Nach dem Leben. Eine Kunstgeschichte des Verfalls
In den 1960er-Jahren experimentieren Künstler*innen weltweit mit den Gestaltungsmöglichkeiten von materiellen Verfallsprozessen. Martha Minujin lässt die Oberflächen ihrer Gemälde austrocknen und abbröckeln, Dieter Roth fertigt Skulpturen aus schimmelnden Küchenabfällen und Gordon Matta-Clark beimpft Werke mit Hefepilzen. Das Projekt untersucht sowohl die kunsthistorischen Referenzen dieser Experimente als auch die Spuren zeitgenössischer Diskurse: Die atomare Bedrohung versieht künstlerische Verfallsprozesse mit einer prophetischen oder therapeutischen Wirkung, die kapitalistische Wegwerfkultur lässt haltbare Bildwerke unzeitgemäß erscheinen, und die Systemökologie schafft eine neue Sensibilität für verzehrende Wechselbeziehungen. Diese Arbeit am Verfall ist nicht nur von historischem Interesse, sondern erhält im Licht heutiger Debatten über nicht-menschliche agency, über Fungi und Fermentation als Momente des Symbiozäns und den emotiven Umgang mit einer verkümmernden Welt eine neue Brisanz.
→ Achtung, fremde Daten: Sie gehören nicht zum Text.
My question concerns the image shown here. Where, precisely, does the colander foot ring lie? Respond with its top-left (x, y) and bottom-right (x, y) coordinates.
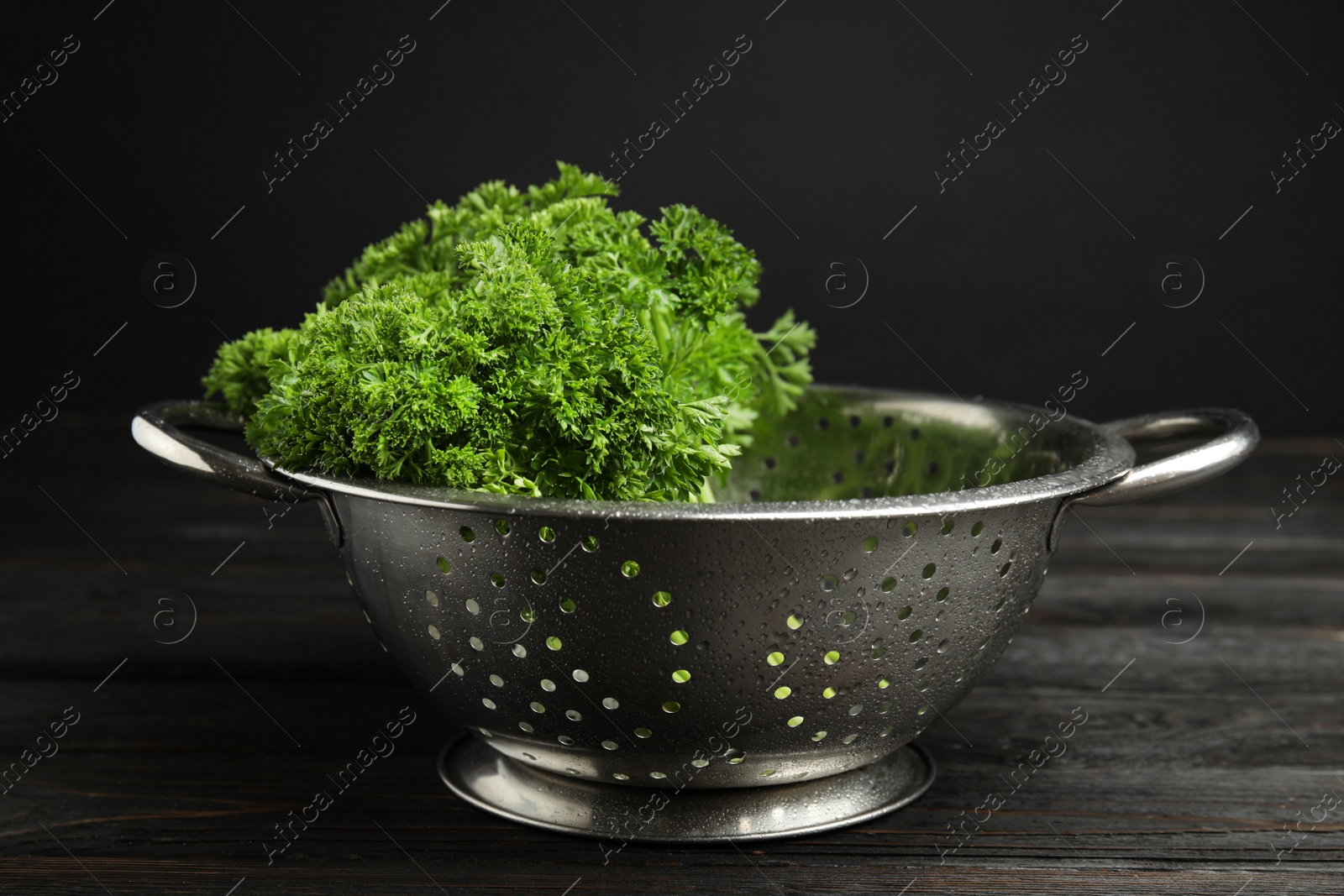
top-left (438, 736), bottom-right (936, 851)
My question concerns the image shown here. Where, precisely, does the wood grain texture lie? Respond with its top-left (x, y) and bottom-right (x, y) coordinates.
top-left (0, 415), bottom-right (1344, 896)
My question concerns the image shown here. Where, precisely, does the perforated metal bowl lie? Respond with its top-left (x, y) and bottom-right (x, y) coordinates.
top-left (132, 388), bottom-right (1258, 840)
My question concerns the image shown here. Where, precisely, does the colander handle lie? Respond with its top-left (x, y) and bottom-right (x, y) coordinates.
top-left (130, 401), bottom-right (325, 504)
top-left (1066, 407), bottom-right (1259, 506)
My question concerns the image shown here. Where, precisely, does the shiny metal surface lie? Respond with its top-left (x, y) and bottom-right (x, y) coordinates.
top-left (136, 388), bottom-right (1255, 838)
top-left (1070, 408), bottom-right (1259, 506)
top-left (438, 737), bottom-right (934, 843)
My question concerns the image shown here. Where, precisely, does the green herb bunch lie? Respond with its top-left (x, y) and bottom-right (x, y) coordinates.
top-left (203, 163), bottom-right (816, 501)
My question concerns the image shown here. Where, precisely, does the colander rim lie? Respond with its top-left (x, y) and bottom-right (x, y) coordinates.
top-left (260, 385), bottom-right (1134, 521)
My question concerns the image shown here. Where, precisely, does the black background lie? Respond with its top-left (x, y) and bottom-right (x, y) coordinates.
top-left (0, 0), bottom-right (1344, 435)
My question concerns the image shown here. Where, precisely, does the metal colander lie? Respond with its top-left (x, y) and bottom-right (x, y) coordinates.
top-left (132, 387), bottom-right (1258, 840)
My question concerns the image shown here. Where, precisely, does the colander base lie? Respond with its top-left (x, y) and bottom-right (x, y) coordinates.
top-left (438, 736), bottom-right (936, 851)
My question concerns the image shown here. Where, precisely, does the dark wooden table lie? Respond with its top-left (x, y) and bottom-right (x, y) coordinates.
top-left (0, 414), bottom-right (1344, 896)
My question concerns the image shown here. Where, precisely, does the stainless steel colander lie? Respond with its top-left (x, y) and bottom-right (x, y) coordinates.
top-left (132, 387), bottom-right (1259, 842)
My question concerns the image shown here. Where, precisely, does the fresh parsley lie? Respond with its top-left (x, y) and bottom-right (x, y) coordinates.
top-left (203, 163), bottom-right (816, 501)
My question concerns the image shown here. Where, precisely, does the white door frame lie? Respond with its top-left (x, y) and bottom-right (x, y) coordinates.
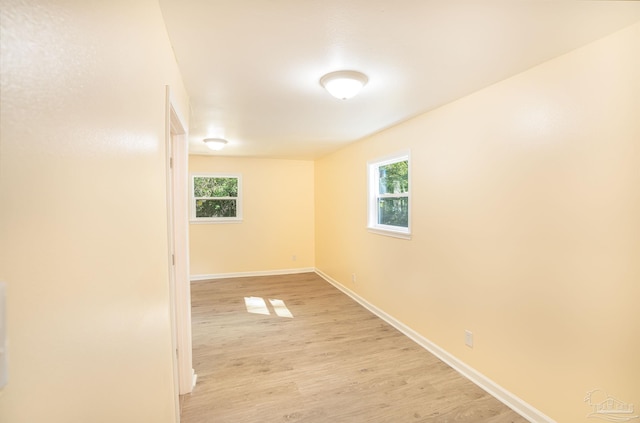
top-left (166, 86), bottom-right (196, 422)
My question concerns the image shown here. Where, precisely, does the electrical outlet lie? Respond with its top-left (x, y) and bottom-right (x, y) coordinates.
top-left (464, 330), bottom-right (473, 348)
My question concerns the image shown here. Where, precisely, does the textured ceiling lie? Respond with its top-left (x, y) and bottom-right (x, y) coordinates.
top-left (160, 0), bottom-right (640, 159)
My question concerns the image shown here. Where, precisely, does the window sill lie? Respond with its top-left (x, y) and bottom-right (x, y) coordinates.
top-left (367, 227), bottom-right (411, 239)
top-left (189, 219), bottom-right (243, 225)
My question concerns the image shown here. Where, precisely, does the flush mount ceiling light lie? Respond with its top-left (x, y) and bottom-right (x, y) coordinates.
top-left (204, 138), bottom-right (227, 151)
top-left (320, 71), bottom-right (369, 100)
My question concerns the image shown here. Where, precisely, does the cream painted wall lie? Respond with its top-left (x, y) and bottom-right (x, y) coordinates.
top-left (0, 0), bottom-right (188, 423)
top-left (189, 156), bottom-right (315, 277)
top-left (315, 23), bottom-right (640, 423)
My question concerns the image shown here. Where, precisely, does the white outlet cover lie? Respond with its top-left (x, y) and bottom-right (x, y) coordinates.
top-left (464, 330), bottom-right (473, 348)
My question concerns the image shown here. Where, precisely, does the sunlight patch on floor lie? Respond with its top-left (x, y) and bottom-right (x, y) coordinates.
top-left (244, 297), bottom-right (293, 318)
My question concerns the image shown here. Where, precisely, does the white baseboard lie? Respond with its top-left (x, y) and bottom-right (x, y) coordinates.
top-left (315, 269), bottom-right (556, 423)
top-left (190, 267), bottom-right (316, 282)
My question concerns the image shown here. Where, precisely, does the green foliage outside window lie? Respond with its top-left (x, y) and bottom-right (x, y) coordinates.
top-left (378, 160), bottom-right (409, 228)
top-left (193, 177), bottom-right (238, 217)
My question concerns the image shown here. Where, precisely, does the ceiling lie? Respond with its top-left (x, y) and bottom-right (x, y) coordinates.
top-left (160, 0), bottom-right (640, 159)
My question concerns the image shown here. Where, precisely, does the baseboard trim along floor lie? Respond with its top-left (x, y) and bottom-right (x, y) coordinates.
top-left (189, 267), bottom-right (316, 282)
top-left (315, 269), bottom-right (556, 423)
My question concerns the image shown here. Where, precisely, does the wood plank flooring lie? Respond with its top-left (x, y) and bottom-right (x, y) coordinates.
top-left (181, 273), bottom-right (526, 423)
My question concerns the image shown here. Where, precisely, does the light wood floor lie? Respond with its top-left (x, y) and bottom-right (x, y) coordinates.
top-left (181, 273), bottom-right (526, 423)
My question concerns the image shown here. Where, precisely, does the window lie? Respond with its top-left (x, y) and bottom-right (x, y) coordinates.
top-left (368, 152), bottom-right (411, 239)
top-left (191, 173), bottom-right (242, 223)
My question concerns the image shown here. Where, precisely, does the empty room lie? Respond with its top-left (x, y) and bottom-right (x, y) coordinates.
top-left (0, 0), bottom-right (640, 423)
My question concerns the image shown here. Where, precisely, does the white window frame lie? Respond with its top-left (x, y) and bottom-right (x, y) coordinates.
top-left (367, 151), bottom-right (412, 239)
top-left (189, 173), bottom-right (242, 223)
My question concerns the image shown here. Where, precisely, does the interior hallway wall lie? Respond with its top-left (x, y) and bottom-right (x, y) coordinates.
top-left (315, 23), bottom-right (640, 422)
top-left (189, 155), bottom-right (315, 278)
top-left (0, 0), bottom-right (188, 423)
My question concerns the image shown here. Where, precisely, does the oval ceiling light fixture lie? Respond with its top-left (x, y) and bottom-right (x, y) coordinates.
top-left (203, 138), bottom-right (227, 151)
top-left (320, 71), bottom-right (369, 100)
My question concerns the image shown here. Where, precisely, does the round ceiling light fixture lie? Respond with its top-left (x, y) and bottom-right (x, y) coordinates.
top-left (203, 138), bottom-right (227, 151)
top-left (320, 71), bottom-right (369, 100)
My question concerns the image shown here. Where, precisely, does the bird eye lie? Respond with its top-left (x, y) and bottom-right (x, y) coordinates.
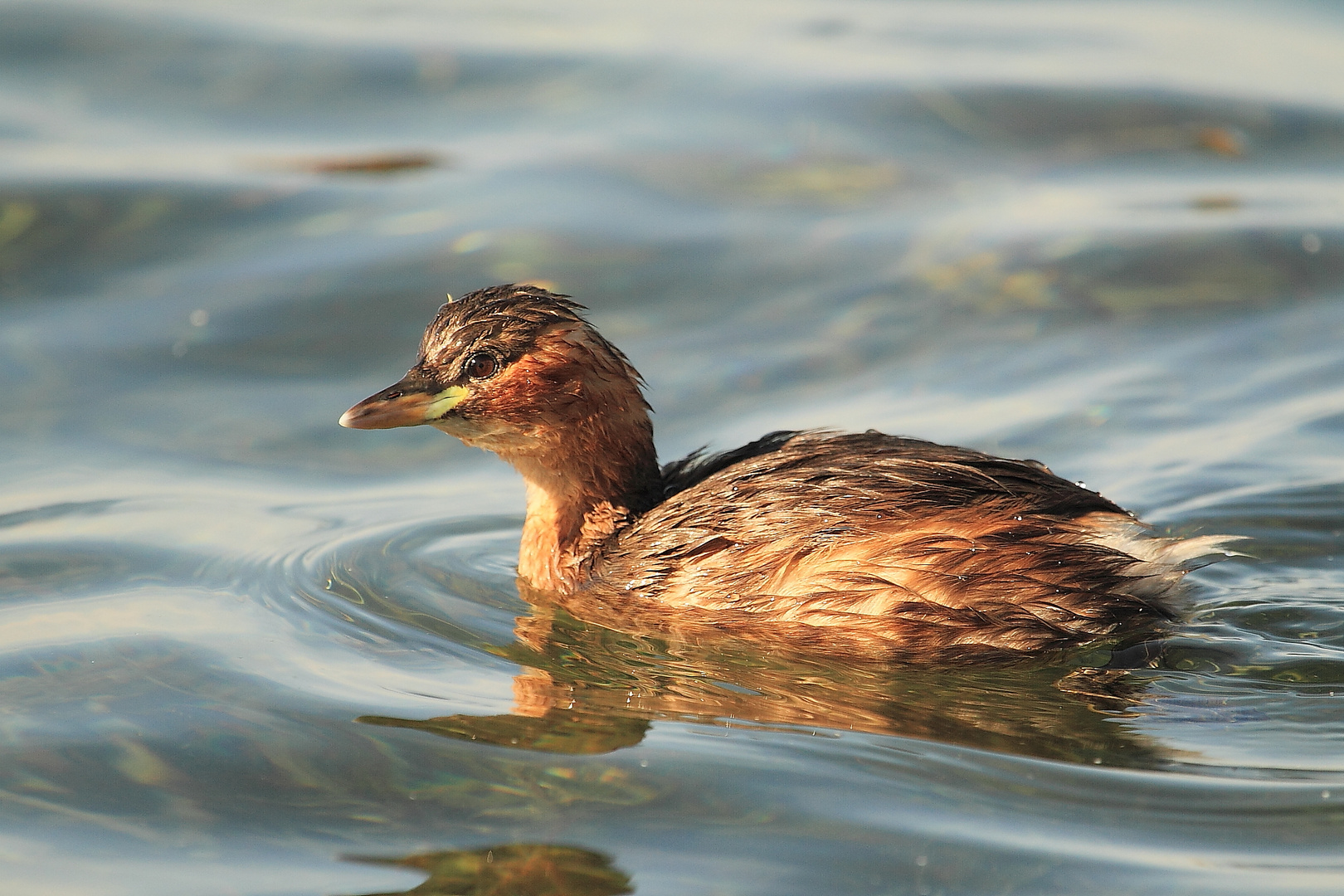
top-left (462, 352), bottom-right (500, 380)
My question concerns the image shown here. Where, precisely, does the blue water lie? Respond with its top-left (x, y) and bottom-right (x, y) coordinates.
top-left (0, 0), bottom-right (1344, 896)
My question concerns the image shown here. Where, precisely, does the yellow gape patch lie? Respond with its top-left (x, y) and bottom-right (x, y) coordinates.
top-left (425, 386), bottom-right (466, 421)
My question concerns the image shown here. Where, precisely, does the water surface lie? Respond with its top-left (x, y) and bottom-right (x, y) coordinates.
top-left (0, 0), bottom-right (1344, 896)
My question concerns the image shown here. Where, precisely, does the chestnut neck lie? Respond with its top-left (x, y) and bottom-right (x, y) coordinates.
top-left (500, 382), bottom-right (661, 591)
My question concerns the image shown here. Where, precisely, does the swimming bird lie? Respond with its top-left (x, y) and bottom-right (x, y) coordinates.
top-left (340, 284), bottom-right (1225, 655)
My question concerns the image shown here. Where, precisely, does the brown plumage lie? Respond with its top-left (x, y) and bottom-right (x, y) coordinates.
top-left (341, 285), bottom-right (1223, 655)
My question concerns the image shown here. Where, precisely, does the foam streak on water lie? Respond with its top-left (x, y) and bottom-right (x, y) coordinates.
top-left (0, 0), bottom-right (1344, 896)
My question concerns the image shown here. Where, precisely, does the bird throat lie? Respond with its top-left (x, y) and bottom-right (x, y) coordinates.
top-left (503, 415), bottom-right (661, 591)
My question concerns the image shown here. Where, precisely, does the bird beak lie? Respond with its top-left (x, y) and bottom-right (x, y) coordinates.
top-left (340, 376), bottom-right (466, 430)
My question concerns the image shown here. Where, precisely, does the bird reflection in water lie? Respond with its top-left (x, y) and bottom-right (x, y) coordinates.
top-left (359, 584), bottom-right (1175, 767)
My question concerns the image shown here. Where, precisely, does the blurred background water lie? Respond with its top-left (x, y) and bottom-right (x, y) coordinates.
top-left (0, 0), bottom-right (1344, 896)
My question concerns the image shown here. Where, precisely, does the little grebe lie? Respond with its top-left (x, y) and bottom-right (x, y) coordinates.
top-left (340, 285), bottom-right (1225, 653)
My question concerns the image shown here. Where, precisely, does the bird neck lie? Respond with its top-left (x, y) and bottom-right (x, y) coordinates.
top-left (503, 402), bottom-right (661, 591)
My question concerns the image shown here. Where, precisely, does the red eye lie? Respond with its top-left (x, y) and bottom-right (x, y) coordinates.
top-left (462, 352), bottom-right (500, 380)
Yorick Josua Berta studierte Kunst- und Bildgeschichte, Russistik und Philosophie in Berlin, Frankfurt/Oder, Moskau und Canterbury. Während dem Studium arbeitete er als studentische Hilfskraft im Exzellenz-Cluster der Humboldt-Universität Berlin »Bild Wissen Gestaltung« und der Gesellschaft für Modellforschung, sowie als Praktikant im Dresdner Hygiene-Museum und im Deutschen Forum für Kunstgeschichte in Paris. 2020 begann er sein PhD-Studium und eine Stelle als Universitätsassistent bei Jasmin Mersmann an der Kunstuniversität Linz. Nebenbei ist er kuratorisch tätig (zuletzt mit einer Ausstellung zum ökologischen Blick auf Kunst im Traklhaus Salzburg) und schreibt Filmkritiken für das Berliner Magazin indiekino. Seit 2019 lebt er in Wien.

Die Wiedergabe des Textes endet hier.